The Voice of Blythewood & Fairfield County

Teeth Have Numbers?

I recently sat down with Cassandra Brown, who owns a dental school and is a resident of Ridgeway, for an interview. We talked about teeth, dental education, and all the grown-up things that come with it. I walked away thinking I’d learned something useful.

Robertson

I didn’t realize how much thinking I was about to do.

Somewhere in the conversation, Cassandra mentioned tooth numbering. Like… teeth have numbers. Each one. A whole system. I’m not going to lie, I didn’t know teeth had numbers. I thought dentists just pointed and said, “This one doesn’t look right…”

That realization sent my brain on a journey.

Because once you realize teeth have numbers, you start realizing how many important things in life have systems nobody ever sat you down and explained.
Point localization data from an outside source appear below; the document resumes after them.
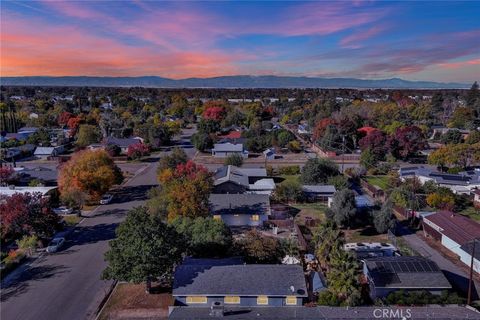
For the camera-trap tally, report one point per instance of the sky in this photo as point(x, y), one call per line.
point(414, 40)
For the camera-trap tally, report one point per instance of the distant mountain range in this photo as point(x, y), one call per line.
point(228, 82)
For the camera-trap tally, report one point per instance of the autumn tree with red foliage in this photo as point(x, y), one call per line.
point(6, 174)
point(376, 142)
point(185, 190)
point(73, 124)
point(406, 142)
point(214, 113)
point(92, 172)
point(26, 214)
point(137, 150)
point(64, 117)
point(321, 127)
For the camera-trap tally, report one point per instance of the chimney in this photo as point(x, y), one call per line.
point(217, 309)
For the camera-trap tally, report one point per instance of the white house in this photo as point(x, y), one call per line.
point(223, 150)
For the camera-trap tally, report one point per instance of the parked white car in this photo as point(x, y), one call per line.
point(63, 210)
point(106, 199)
point(55, 244)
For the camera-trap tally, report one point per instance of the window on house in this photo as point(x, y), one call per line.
point(262, 300)
point(197, 299)
point(231, 300)
point(291, 301)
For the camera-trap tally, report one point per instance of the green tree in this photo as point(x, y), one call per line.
point(172, 160)
point(202, 141)
point(205, 237)
point(318, 170)
point(145, 249)
point(289, 191)
point(383, 219)
point(87, 134)
point(343, 209)
point(39, 138)
point(234, 159)
point(261, 249)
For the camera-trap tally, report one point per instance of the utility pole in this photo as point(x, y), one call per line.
point(470, 282)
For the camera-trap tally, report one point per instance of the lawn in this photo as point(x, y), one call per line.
point(313, 210)
point(472, 213)
point(367, 234)
point(293, 178)
point(72, 220)
point(131, 301)
point(379, 181)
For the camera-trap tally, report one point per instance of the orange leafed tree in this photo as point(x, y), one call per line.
point(186, 190)
point(91, 172)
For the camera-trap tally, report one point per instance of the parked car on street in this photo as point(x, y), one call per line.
point(106, 199)
point(63, 210)
point(55, 245)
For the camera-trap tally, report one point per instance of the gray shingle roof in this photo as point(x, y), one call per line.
point(243, 280)
point(239, 203)
point(324, 312)
point(237, 175)
point(228, 147)
point(406, 273)
point(122, 142)
point(322, 189)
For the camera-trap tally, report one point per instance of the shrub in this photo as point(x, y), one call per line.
point(289, 170)
point(234, 160)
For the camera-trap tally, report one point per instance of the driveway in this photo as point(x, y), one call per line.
point(67, 285)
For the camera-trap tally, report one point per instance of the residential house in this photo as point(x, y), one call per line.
point(476, 198)
point(44, 191)
point(223, 150)
point(461, 183)
point(456, 233)
point(211, 283)
point(370, 249)
point(231, 179)
point(320, 193)
point(239, 210)
point(122, 143)
point(47, 152)
point(269, 154)
point(389, 274)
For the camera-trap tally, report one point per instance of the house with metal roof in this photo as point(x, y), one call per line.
point(234, 180)
point(456, 233)
point(240, 209)
point(460, 183)
point(321, 193)
point(223, 150)
point(389, 274)
point(232, 284)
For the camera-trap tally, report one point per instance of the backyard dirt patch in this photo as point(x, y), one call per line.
point(131, 301)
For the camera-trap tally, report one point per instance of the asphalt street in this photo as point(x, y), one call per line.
point(67, 284)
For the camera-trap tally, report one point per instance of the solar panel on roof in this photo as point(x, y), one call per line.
point(403, 266)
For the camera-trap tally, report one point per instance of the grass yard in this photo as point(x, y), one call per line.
point(379, 181)
point(131, 301)
point(367, 234)
point(472, 213)
point(293, 178)
point(72, 220)
point(313, 210)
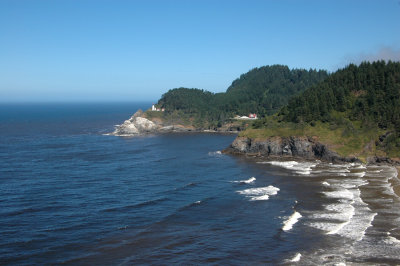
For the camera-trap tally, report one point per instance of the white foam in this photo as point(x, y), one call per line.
point(360, 174)
point(293, 219)
point(260, 193)
point(392, 240)
point(302, 168)
point(248, 181)
point(361, 166)
point(296, 258)
point(339, 194)
point(215, 153)
point(263, 197)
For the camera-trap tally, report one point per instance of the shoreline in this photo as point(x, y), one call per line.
point(396, 187)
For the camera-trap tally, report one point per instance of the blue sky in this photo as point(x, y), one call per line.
point(96, 50)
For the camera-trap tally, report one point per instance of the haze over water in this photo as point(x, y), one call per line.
point(70, 194)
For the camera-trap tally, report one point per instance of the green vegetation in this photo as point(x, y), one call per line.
point(356, 111)
point(262, 91)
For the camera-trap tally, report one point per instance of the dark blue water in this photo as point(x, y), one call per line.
point(69, 194)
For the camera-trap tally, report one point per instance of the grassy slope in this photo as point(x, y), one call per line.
point(347, 139)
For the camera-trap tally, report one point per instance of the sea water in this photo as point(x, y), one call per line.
point(71, 194)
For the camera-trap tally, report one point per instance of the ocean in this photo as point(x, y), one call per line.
point(70, 194)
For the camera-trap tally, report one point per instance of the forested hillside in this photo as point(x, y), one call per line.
point(356, 110)
point(262, 90)
point(369, 92)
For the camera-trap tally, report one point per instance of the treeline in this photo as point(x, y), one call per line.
point(369, 93)
point(262, 90)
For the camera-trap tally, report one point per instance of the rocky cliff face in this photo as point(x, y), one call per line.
point(303, 147)
point(139, 125)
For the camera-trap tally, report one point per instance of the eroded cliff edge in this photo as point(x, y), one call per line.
point(141, 124)
point(296, 147)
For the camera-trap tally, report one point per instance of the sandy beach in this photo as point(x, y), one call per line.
point(396, 187)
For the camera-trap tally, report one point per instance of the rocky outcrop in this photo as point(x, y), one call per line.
point(135, 125)
point(303, 147)
point(138, 124)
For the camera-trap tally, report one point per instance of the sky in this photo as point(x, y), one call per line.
point(96, 50)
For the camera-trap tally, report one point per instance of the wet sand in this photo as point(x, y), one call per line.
point(396, 187)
You just find out when it hurts.

Which brings me to a long, long time ago. Looonngg time ago.

There was a woman I was very interested in dating. In my head, we were going to get married, while in reality… we hadn’t been on a single date yet. Details have never stopped a good delusion.

My dad and I were putting brand-new tires on her car. And by “my dad and I,” I mean my dad was doing all the work and I was standing there just in case he needed me to hold the flashlight steady. Teamwork makes the dream work, baby!

We were all talking, laughing, having a good time, and somehow teeth come up and I decide to say, “I make my own toothpaste with coconut oil, essential oils, and baking soda. I’ve been doing it for like two years now!”

My dad then said to her and all of God’s creation, “So what you’re trying to tell us is you haven’t brushed your teeth in two years.”

Loud. Confident. In front of the woman I thought I was about to marry. (Again, delusional!)

Needless to say, we never went on that date. She did, however, drive away with some brand-new tires. Real smooth. There’s an old saying about not buying a woman shoes or she’ll walk out of your life. We bought her shoes for her car. And away she went. I saw her recently and her tires are bald now. She needs to go back and see my dad.

For the record, I was making my own toothpaste because I’m a teacher. And what’s the one thing teachers don’t have a lot of? Say it with me, class. That’s right. Money. I was trying to save.

That’s adulthood in a nutshell. Nobody tells you what really matters until it costs you something. Taxes, for example. If income taxes are so important, why do I have to figure out how much I owe you? If I’m doing the work, why don’t I just keep the money and we call it even?

And college. Don’t get me started on that pyramid scheme. I know, I know. I’m a teacher, relax. Some people should absolutely go. But not everybody. That’s a different column. Just know a lot of us signed paperwork at eighteen and didn’t fully understand it until… honestly, I still don’t know what I signed. Plausible deniability! No?! That’s not how that works? Shucks!

Anywho…

Laugh at me if you want, but making my own toothpaste definitely left my teeth shiny and my wallet with a little more money. Seriously though, this message was not approved by the ADA. Do not take my advice on dental hygiene. I’ll leave that to the professionals, like Cassandra.

Kenny Robertson, an educator and comedian, is a native of Ridgeway.